The rules of the Italian table

Italian eating rules and why they exist.

The rules of the Italian table
Photo by Di Bella Coffee / Unsplash

Ever since I started getting interested in Italian food, it has become quite a fascination for me. There is something special about the relationship Italians have with their favourite dishes and ingredients. The passion for seasonal fruit and vegetables is of the utmost national importance. I also am enthralled by the passion they have for regional dishes like pasta all'amatriciana in Lazio, tortellini in brodo in Emilia Romagna or sfincione around Palermo. But speaking about Italian food is impossible to do without mentioning the various rules that come with it.

Italian eating culture is full of rules that can sometimes seem odd for outsiders. While many of them do derive from very logical reasoning, some can seem a bit odd if you don't understand their provenance.

One of the most famous ones actually involves a drink: cappuccino. This shot of espresso topped with foamed milk is an absolute delight when done well. It is something I could drink all day. Alas, in Italy, it is common practice to not drink cappuccino, or any milk-based coffee drink, after 11 am. The reasoning stems from the fact that these milk-based drinks are heavy and do not sit well in the stomach, so if you only have one in the day, at breakfast before 11 am, then you'll be fine. James Hoffmann believes that this mainly comes from a large proportion of lactose intolerance among Italians. Therefore drinking large amounts of cappuccinos throughout the day would have dire consequences on their digestion. Therefore limiting this to the morning generally avoids any issues. This isn't the only rule involving a dairy product.

Parmigiano Reggiano is perhaps one of the most popular cheeses in the entire world. Its perfect balance of sweetness, saltiness and umami makes it an obvious ingredient to reach for when cooking any Italian dish.
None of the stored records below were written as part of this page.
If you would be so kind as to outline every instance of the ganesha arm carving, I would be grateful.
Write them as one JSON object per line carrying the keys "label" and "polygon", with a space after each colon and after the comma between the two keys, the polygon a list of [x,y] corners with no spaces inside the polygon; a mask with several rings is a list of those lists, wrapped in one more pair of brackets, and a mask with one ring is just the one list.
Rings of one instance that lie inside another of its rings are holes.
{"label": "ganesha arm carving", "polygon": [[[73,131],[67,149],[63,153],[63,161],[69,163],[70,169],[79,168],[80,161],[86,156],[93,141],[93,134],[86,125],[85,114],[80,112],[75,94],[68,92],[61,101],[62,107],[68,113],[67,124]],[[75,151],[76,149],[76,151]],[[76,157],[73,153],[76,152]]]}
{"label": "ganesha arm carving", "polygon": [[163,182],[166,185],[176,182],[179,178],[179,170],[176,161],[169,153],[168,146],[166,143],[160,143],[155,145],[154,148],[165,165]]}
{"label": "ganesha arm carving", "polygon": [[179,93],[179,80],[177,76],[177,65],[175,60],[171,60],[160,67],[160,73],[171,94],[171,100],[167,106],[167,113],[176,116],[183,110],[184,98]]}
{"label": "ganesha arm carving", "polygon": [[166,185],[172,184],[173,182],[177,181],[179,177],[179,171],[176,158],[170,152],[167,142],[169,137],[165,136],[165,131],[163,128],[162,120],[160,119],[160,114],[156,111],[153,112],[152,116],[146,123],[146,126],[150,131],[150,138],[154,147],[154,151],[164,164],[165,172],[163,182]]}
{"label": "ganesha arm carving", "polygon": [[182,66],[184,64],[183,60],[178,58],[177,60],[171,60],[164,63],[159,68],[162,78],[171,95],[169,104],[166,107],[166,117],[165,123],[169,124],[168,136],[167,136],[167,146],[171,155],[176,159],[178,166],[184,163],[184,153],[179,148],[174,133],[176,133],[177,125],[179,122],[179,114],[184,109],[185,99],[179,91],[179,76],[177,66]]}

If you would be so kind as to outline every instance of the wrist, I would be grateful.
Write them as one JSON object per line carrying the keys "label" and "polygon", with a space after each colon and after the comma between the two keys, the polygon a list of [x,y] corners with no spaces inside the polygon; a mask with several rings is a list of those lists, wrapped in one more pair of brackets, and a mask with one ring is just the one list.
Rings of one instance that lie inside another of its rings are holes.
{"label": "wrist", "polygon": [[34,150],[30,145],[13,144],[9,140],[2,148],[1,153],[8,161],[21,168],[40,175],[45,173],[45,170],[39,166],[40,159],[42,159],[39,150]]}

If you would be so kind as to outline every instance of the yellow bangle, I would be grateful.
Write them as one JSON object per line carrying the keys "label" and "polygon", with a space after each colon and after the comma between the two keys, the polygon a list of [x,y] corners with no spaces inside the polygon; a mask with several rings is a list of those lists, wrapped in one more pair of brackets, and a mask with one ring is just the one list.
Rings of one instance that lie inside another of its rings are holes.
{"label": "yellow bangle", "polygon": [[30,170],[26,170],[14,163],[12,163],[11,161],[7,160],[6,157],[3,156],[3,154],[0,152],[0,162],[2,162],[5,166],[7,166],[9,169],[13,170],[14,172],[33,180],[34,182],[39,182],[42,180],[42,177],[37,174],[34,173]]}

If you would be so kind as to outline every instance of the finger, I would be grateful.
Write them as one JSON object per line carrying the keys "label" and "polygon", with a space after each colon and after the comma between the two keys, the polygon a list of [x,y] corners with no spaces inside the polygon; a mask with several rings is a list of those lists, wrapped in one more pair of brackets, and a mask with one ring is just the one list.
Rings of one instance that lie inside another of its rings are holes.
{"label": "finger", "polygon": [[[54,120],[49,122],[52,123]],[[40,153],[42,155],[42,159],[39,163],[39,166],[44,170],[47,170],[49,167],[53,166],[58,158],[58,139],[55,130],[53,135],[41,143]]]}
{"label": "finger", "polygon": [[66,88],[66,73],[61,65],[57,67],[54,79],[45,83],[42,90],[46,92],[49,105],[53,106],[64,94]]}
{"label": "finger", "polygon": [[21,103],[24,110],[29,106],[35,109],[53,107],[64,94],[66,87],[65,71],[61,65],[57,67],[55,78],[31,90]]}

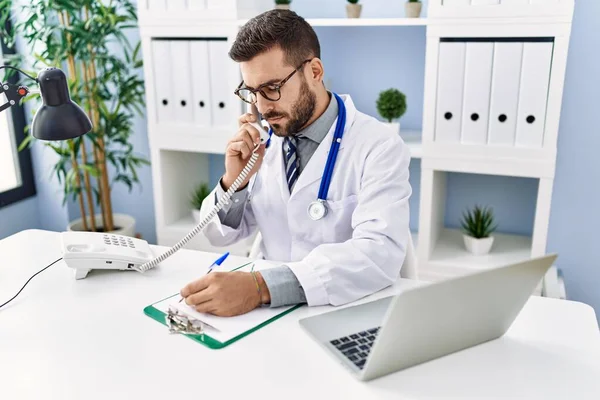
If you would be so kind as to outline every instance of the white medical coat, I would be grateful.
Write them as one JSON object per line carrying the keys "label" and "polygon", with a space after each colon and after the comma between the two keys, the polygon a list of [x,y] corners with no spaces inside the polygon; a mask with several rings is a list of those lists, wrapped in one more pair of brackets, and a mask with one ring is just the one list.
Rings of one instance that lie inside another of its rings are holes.
{"label": "white medical coat", "polygon": [[[409,149],[387,125],[356,110],[350,96],[340,97],[346,125],[324,218],[311,220],[308,206],[317,199],[335,122],[291,195],[283,139],[273,135],[250,180],[239,227],[232,229],[215,217],[204,230],[212,245],[227,246],[258,228],[262,256],[294,272],[310,306],[341,305],[389,286],[399,277],[408,243]],[[214,204],[213,192],[201,213],[206,215]]]}

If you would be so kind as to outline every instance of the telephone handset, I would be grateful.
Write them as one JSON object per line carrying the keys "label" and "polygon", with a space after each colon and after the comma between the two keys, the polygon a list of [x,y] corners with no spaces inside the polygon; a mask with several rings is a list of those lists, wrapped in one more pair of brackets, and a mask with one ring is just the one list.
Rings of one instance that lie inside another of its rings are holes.
{"label": "telephone handset", "polygon": [[269,124],[267,123],[267,121],[262,119],[262,116],[258,112],[258,108],[256,107],[256,104],[251,104],[250,110],[257,121],[257,122],[250,122],[250,125],[252,125],[256,129],[258,129],[258,132],[260,133],[260,143],[264,144],[269,140]]}
{"label": "telephone handset", "polygon": [[[260,144],[264,144],[269,140],[268,124],[260,118],[255,105],[252,105],[252,112],[256,115],[258,121],[252,123],[252,125],[260,132]],[[266,127],[263,123],[266,124]],[[258,159],[257,150],[260,144],[255,146],[250,160],[248,160],[248,163],[229,190],[219,199],[212,210],[204,216],[202,221],[183,239],[156,258],[154,258],[148,242],[142,239],[100,232],[62,232],[63,258],[67,266],[75,269],[75,279],[85,278],[92,269],[119,269],[146,272],[173,255],[201,232],[223,206],[229,202],[233,193],[239,189],[254,167]]]}

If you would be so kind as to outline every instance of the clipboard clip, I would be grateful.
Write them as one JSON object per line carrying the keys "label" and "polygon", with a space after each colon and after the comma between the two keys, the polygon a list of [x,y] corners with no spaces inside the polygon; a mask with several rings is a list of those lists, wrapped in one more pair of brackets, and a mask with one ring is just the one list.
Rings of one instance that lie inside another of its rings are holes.
{"label": "clipboard clip", "polygon": [[170,333],[204,335],[205,324],[202,321],[188,317],[172,306],[169,306],[165,319]]}

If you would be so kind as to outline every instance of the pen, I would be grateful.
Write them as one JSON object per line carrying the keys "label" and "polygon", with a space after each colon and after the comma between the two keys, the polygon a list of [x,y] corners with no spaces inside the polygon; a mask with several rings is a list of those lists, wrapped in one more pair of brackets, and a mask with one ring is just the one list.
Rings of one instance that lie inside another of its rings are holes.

You would however be stopped right in your tracks if you ever tried to use it in a fish dish. In fact, you will rarely find any type of cheese with fish. The reasoning behind this is that most fish has quite a mild and delicate flavour whereas cheese is stronger and could overpower the overall dish. If you are eating a fish dish you generally want that to be the star of the show and cheese could mess with that.

Having grown up in France, bread is an essential accompaniment to any dish, but in Italy, it is slightly more complicated. You generally won't find Italians eating bread alongside a dish, especially if it is pasta. However, they will use it at the end to mop up any sauce that might be leftover. This action is called la scarpetta and is almost the same as what the French call saucer le plat. The point of the bread is to not let any sauce go to waste, not to be a filling addition to the meal.

But as the saying goes, all rules are made to be broken. This means that you shouldn't deprive yourself of an afternoon cappuccino when in Italy, even if it does mean that you'll be flagged as a foreigner. Mixing cheese and fish has been done by chefs in Italy, all the while keeping in mind the balance of flavours, so the fish doesn't get overpowered. Therefore cheese can be found in some dish variations like pizza al tonno (tuna pizza) or pasta alle cozze (mussel pasta).

Different cultures have many habits around eating and Italy is no different. They make a lot of sense and can tell a lot about the culture that have them. It is also important to point out that they don't necessarily apply to all other cultures. So if ever you're in Italy and really fancy a cappuccino after 11 am and you know it isn't going to affect you, just go for it!